Overdiagnosis: why scientists and statisticians think we should test fewer people
A targeted testing strategy is the long-standing best practice for a reason
Welcome back to Limits of Inference! Thanks for being here.
This newsletter now has readers from many different backgrounds. I love it, but it has presented me with a writing challenge. To keep my posts readable, I have been editing out some details. These edits are sorely needed as I am long-winded by nature. But, sometimes, it makes me sad not to dive into all the nitty-gritty details. I cannot help it, still an academic at heart. So, I am trying something new— footnotes. The footnotes are here for those who care deeply about a topic or want more substance. These long footnotes are tangential, so dive in at your own risk.

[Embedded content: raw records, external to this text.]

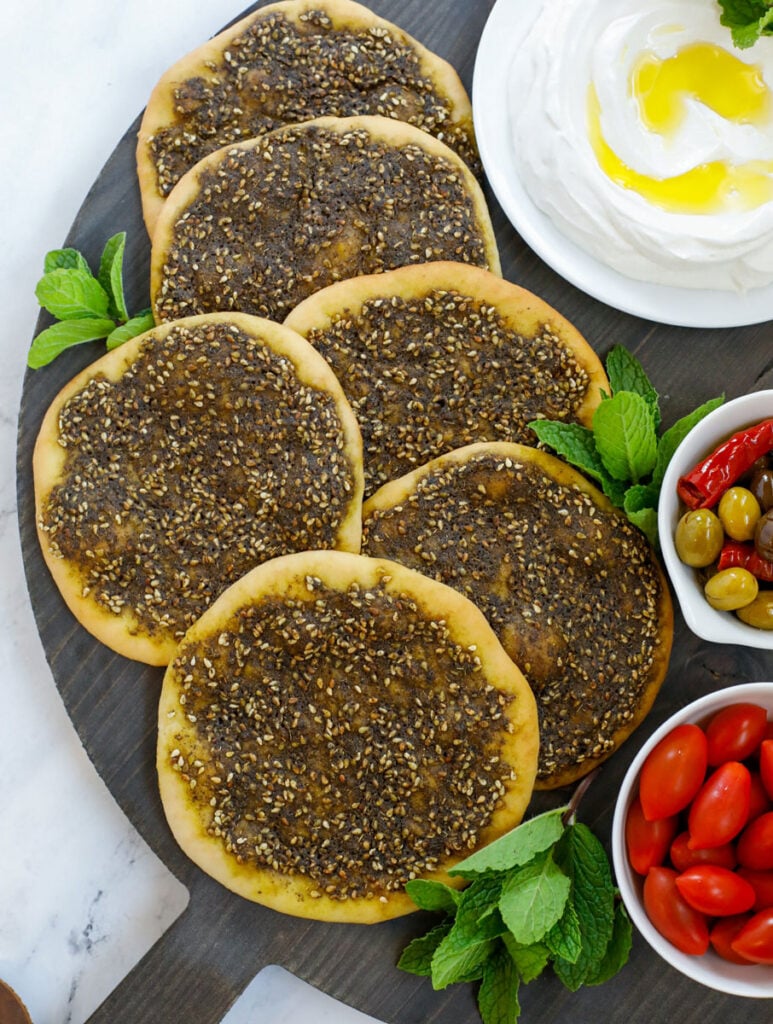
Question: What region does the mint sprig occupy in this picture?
[529,345,724,547]
[719,0,773,50]
[27,231,155,370]
[397,780,632,1024]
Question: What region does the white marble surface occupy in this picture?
[0,0,387,1024]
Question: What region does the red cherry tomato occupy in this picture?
[738,867,773,910]
[730,906,773,964]
[639,724,707,821]
[736,811,773,871]
[748,769,773,821]
[760,739,773,800]
[664,831,738,871]
[626,797,678,874]
[705,702,768,767]
[676,864,756,918]
[644,867,708,956]
[687,761,751,847]
[708,913,754,964]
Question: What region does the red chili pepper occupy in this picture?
[717,541,773,583]
[677,420,773,509]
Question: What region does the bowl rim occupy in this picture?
[611,681,773,998]
[657,389,773,650]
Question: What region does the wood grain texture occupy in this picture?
[17,0,773,1024]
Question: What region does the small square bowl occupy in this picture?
[657,391,773,650]
[612,683,773,999]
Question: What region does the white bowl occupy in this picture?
[657,391,773,650]
[612,683,773,999]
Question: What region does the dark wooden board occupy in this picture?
[17,0,773,1024]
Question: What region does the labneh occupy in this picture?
[137,0,478,236]
[157,551,539,923]
[151,116,500,322]
[362,443,674,788]
[285,261,609,495]
[34,314,362,665]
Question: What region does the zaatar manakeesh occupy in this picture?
[137,0,477,237]
[157,551,539,924]
[285,262,609,495]
[151,116,500,322]
[362,443,674,790]
[34,313,362,665]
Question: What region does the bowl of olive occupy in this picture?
[657,391,773,650]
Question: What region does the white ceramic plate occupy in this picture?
[472,0,773,328]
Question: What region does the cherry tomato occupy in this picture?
[644,867,708,956]
[760,739,773,800]
[626,797,678,874]
[736,811,773,871]
[664,831,738,871]
[705,702,768,767]
[676,864,756,918]
[748,769,773,821]
[708,913,754,964]
[730,906,773,964]
[687,761,751,847]
[738,867,773,910]
[639,724,707,821]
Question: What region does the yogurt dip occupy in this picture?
[508,0,773,292]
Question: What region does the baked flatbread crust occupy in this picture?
[33,314,362,665]
[151,116,501,322]
[158,551,539,924]
[137,0,478,237]
[285,262,610,495]
[362,443,674,790]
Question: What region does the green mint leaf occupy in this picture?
[448,806,566,879]
[502,933,551,985]
[545,900,583,964]
[97,231,129,321]
[43,249,91,273]
[652,395,725,486]
[606,345,660,430]
[35,267,110,319]
[397,918,454,978]
[478,946,521,1024]
[553,821,614,991]
[405,879,462,913]
[430,923,497,991]
[27,317,114,370]
[593,391,657,483]
[500,852,570,945]
[108,310,156,351]
[719,0,773,49]
[454,873,507,948]
[585,901,633,985]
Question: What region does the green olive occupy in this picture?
[703,566,760,611]
[674,509,725,569]
[717,486,762,541]
[736,590,773,630]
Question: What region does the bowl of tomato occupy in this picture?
[612,682,773,998]
[657,391,773,650]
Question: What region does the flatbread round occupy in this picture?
[34,314,362,665]
[362,443,674,788]
[158,551,539,924]
[137,0,478,237]
[285,262,610,495]
[151,116,500,322]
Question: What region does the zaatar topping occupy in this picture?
[149,5,478,196]
[362,455,663,783]
[153,119,490,322]
[40,323,352,638]
[306,289,589,494]
[167,577,513,901]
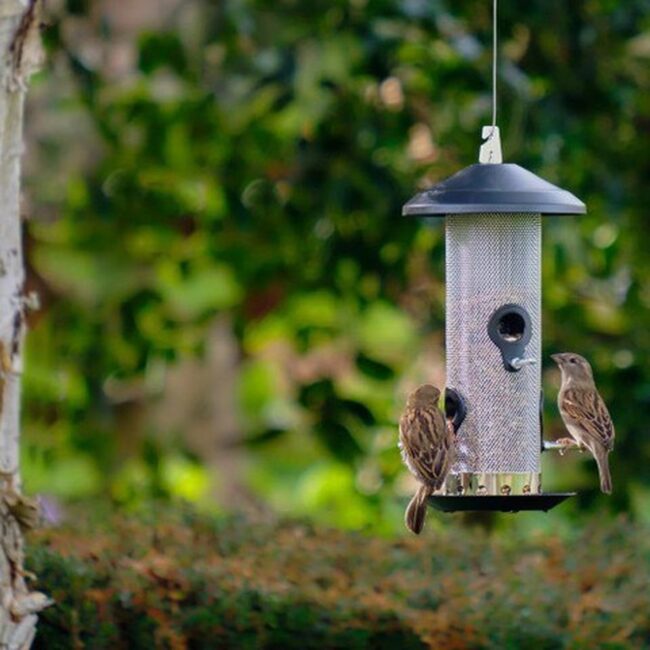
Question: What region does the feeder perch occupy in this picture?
[403,127,586,512]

Let me know how this experiment works.
If you enjoy the newsletter, please tell others about it. If not, reach out to me and tell me why.
This year a manufacturing snafu caused test shortages at a critical point early in the pandemic, and the need for widely available testing became a rallying cry. Testing remains an important tool; however, we've taken it too far. We are testing too many people for SARS-COV-2. As a result, we are overestimating the health impact of COVID-19 relative to other respiratory illnesses.
Overdiagnosis is not a new phenomenon. We have seen screening contribute to overdiagnosis with prostate cancer, chronic kidney disease, cervical cancer, breast cancer, ADHD, thyroid cancer, and depression. This list is just the tip of the iceberg. As this is a mistake that modern medicine keeps repeating, it's worth talking about how and why.
Data tells us that something happened, not why. The why is a story a person comes up with to explain data using context and domain expertise. Many people assume a test tells us that a person has COVID-19, but that assumption conflates the data (the test result) with the inference or explanation (the presence or absence of disease) [1]. A positive test result tells us that a person got a positive test result. Yes, this statement is annoyingly tautological, but that is exactly as useless as data is by itself.
When one searches for evidence, it becomes harder to guess the explanation. This problem is fundamental, not unique to public health. Let's develop the intuition using an example outside of biology: the metal detectors used to screen crowds entering airports, courthouses, sports arenas, etc. Metal detectors search for criminals by recognizing metal, a material unlikely to be found on a person's body but commonly found in guns and knives. Most of us have seen or heard a metal detector alarm at least once, and odds are it was a false alarm (nearly all alarms are). This is the expected outcome whenever we screen large numbers of people looking for evidence of rare events. False alarms will dominate, but it will still prove difficult to predict why or when the next one will occur.
Metal detectors detect evidence of metal (data being tautological as always). However, it takes inference from that data to determine whether the person has a weapon or violent intent. In practice, there are many reasons why someone has metal on their person that are neither dangerous nor criminal—from bone screws to pacemakers, from underwire bras to steel-toed shoes, from coins to snap closures on a clutch (yep, that last one happened to me) [2]. Likewise, there are alternative explanations for a positive COVID-19 test other than a viral disease — a contaminated swab, a mislabeled sample, a cross-reaction with a different molecule, high background noise, exposure without infection, residual debris from a previous infection. The more weird edge cases that can explain a false alarm, the more errors will occur.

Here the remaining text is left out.